TABLE A1.
Concept | Definition | Rationale for Excluding |
---|---|---|
Coherence | Dimension that expresses how different parts of an overall data set are consistent in their representation and meaning closely relates to consistency and validation. We can consider consistency and coherence largely synonyms, with the caveat that detection of inconsistencies is often a way to measure the reliability of data. Subdimensions of coherence include format coherence, structural coherence, semantic coherence, and uniqueness. Conformance assesses coherence toward a specific reference or data model | Coherence is only described as a distinct dimension by EMA Coherence overlaps with both consistency and conformance, which are incorporated into the evaluation of accuracy under the Flatiron Health framework |
Coverage | Amount of information available with respect to what exists in the real world, whether it is within the capture process or not. This cannot be easily measured if the total information is not definable or accessible | Coverage is only described as a distinct dimension by EMA Flatiron Health's evaluative approach to completeness includes elements of coverage, as thresholds of completeness are set based on clinically informed expectations of information availability |
Extensiveness | How much data are available, and whether the data are sufficient for purpose.
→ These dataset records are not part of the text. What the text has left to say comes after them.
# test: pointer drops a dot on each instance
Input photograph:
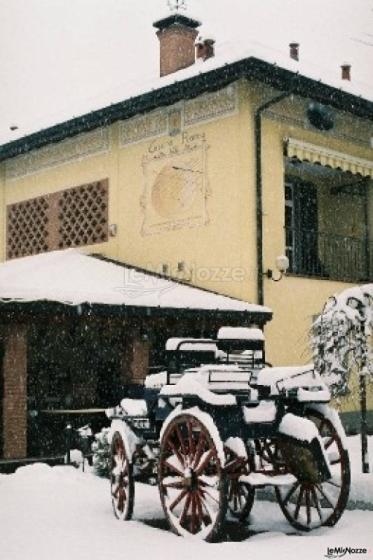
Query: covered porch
(76, 330)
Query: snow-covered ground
(62, 513)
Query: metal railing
(326, 255)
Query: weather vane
(177, 5)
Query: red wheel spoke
(185, 510)
(193, 523)
(199, 449)
(175, 451)
(199, 507)
(316, 502)
(325, 496)
(177, 485)
(207, 493)
(328, 444)
(191, 444)
(178, 499)
(290, 493)
(181, 440)
(308, 506)
(205, 462)
(173, 468)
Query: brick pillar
(15, 393)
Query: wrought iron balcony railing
(312, 253)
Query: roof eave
(250, 68)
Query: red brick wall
(14, 410)
(177, 48)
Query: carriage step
(260, 479)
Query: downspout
(259, 196)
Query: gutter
(259, 190)
(250, 68)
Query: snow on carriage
(216, 425)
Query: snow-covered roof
(322, 71)
(73, 278)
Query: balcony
(325, 255)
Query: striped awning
(312, 153)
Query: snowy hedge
(341, 337)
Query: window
(68, 218)
(328, 224)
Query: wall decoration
(173, 120)
(70, 218)
(175, 184)
(73, 149)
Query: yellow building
(208, 178)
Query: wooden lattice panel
(28, 228)
(83, 215)
(69, 218)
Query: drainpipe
(259, 197)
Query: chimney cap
(179, 19)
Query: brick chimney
(177, 35)
(294, 51)
(205, 49)
(346, 72)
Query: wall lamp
(282, 265)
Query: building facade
(209, 180)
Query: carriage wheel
(309, 505)
(191, 479)
(240, 494)
(121, 477)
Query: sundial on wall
(175, 188)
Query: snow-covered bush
(101, 453)
(341, 337)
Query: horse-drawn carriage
(217, 424)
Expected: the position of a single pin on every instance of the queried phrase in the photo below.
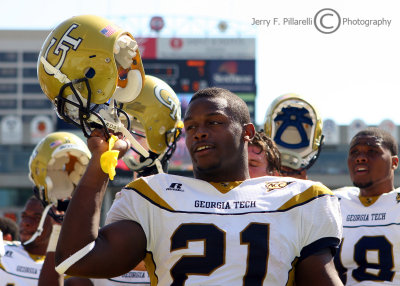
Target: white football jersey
(18, 267)
(237, 233)
(2, 250)
(370, 251)
(134, 277)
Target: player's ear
(395, 162)
(7, 237)
(249, 131)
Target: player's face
(213, 138)
(257, 162)
(30, 219)
(370, 164)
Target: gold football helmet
(85, 65)
(156, 116)
(56, 165)
(296, 127)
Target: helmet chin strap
(40, 226)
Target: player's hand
(98, 144)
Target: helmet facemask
(55, 167)
(87, 66)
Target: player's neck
(377, 189)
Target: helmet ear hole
(90, 73)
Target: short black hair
(387, 139)
(8, 226)
(238, 107)
(268, 146)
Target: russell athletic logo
(175, 187)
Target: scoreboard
(188, 76)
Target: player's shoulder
(162, 180)
(347, 192)
(13, 244)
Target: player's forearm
(48, 276)
(81, 222)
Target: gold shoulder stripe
(151, 268)
(312, 192)
(225, 187)
(144, 189)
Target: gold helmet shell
(56, 165)
(296, 127)
(86, 64)
(156, 113)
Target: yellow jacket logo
(276, 185)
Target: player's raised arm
(81, 245)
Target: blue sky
(351, 73)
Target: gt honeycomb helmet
(84, 66)
(56, 165)
(296, 127)
(156, 116)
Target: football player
(9, 229)
(215, 229)
(296, 127)
(370, 252)
(156, 114)
(264, 156)
(55, 166)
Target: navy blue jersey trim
(213, 213)
(377, 225)
(331, 243)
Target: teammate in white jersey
(370, 251)
(220, 228)
(22, 263)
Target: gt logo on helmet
(66, 38)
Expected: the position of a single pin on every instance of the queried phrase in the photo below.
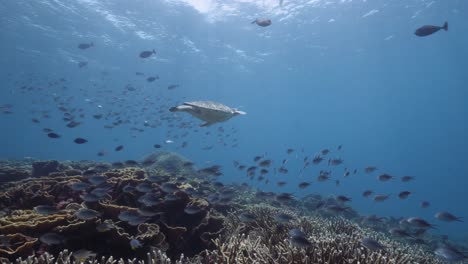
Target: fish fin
(445, 26)
(206, 124)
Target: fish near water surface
(429, 30)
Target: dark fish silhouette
(119, 148)
(262, 22)
(80, 140)
(53, 135)
(429, 30)
(147, 53)
(82, 64)
(85, 45)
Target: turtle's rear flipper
(206, 124)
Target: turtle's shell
(210, 111)
(209, 105)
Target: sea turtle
(208, 111)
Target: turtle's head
(238, 112)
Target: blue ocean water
(324, 74)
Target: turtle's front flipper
(180, 108)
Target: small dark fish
(325, 152)
(73, 124)
(450, 254)
(119, 148)
(332, 208)
(151, 79)
(343, 199)
(82, 64)
(404, 195)
(335, 162)
(384, 177)
(53, 135)
(381, 197)
(407, 178)
(370, 169)
(147, 53)
(447, 217)
(317, 159)
(131, 163)
(425, 204)
(281, 183)
(85, 45)
(262, 22)
(80, 140)
(265, 163)
(429, 30)
(284, 197)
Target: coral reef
(9, 173)
(139, 213)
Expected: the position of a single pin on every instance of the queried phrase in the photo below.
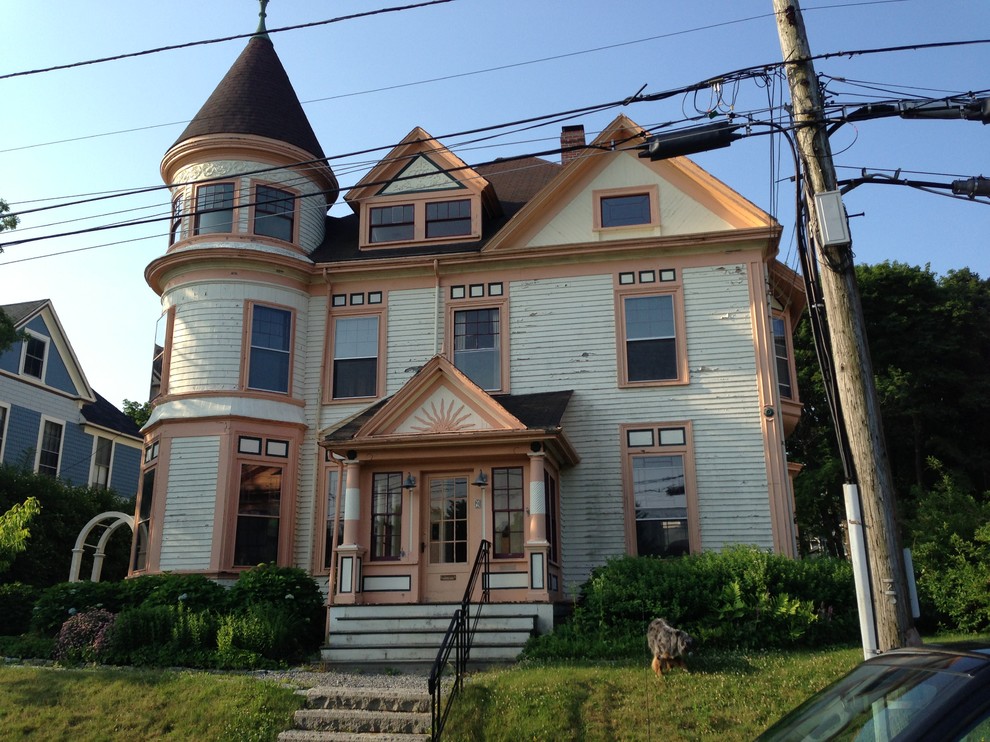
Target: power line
(189, 44)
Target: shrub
(741, 597)
(84, 637)
(60, 602)
(287, 591)
(17, 604)
(194, 592)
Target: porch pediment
(439, 400)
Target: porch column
(537, 546)
(350, 553)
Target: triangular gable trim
(46, 310)
(624, 135)
(421, 175)
(439, 400)
(416, 144)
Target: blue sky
(449, 68)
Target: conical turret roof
(256, 97)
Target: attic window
(627, 207)
(392, 223)
(448, 218)
(625, 211)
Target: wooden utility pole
(850, 354)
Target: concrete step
(304, 735)
(361, 721)
(368, 699)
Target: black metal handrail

Extensiveness is composed of completeness and coverage | Extensiveness is only described as a distinct dimension by EMA Extensiveness overlaps with dimensions of completeness and sufficiency in the Flatiron Health framework |
Precision | Degree of approximation by which data represent reality. For instance, the age of a person could be reported in years or months | Precision is only described as a distinct dimension by EMA Precision or granularity of a variable is incorporated in part in accuracy, with the degree to which the operational definitions represents reality, and in part under the availability subdimension of relevance, with the variable having the appropriate granularity for the use case Excluded also to avoid the term precision, which can also be used to mean positive predictive value |
Traceability | Permits an understanding of the relationships between the analysis results (tables, listings, and figures in the study report), analysis data sets, tabulation data sets, and source data | Traceability is only described as a distinct dimension by FDA Excluded from Flatiron Health data quality process as the focus of this dimension on analytic output is more applicable to real-world evidence than real-world data Traceability of source data is incorporated under provenance |
Abbreviations: EMA, European Medicines Agency; FDA, US Food and Drug Administration; ML, machine learning.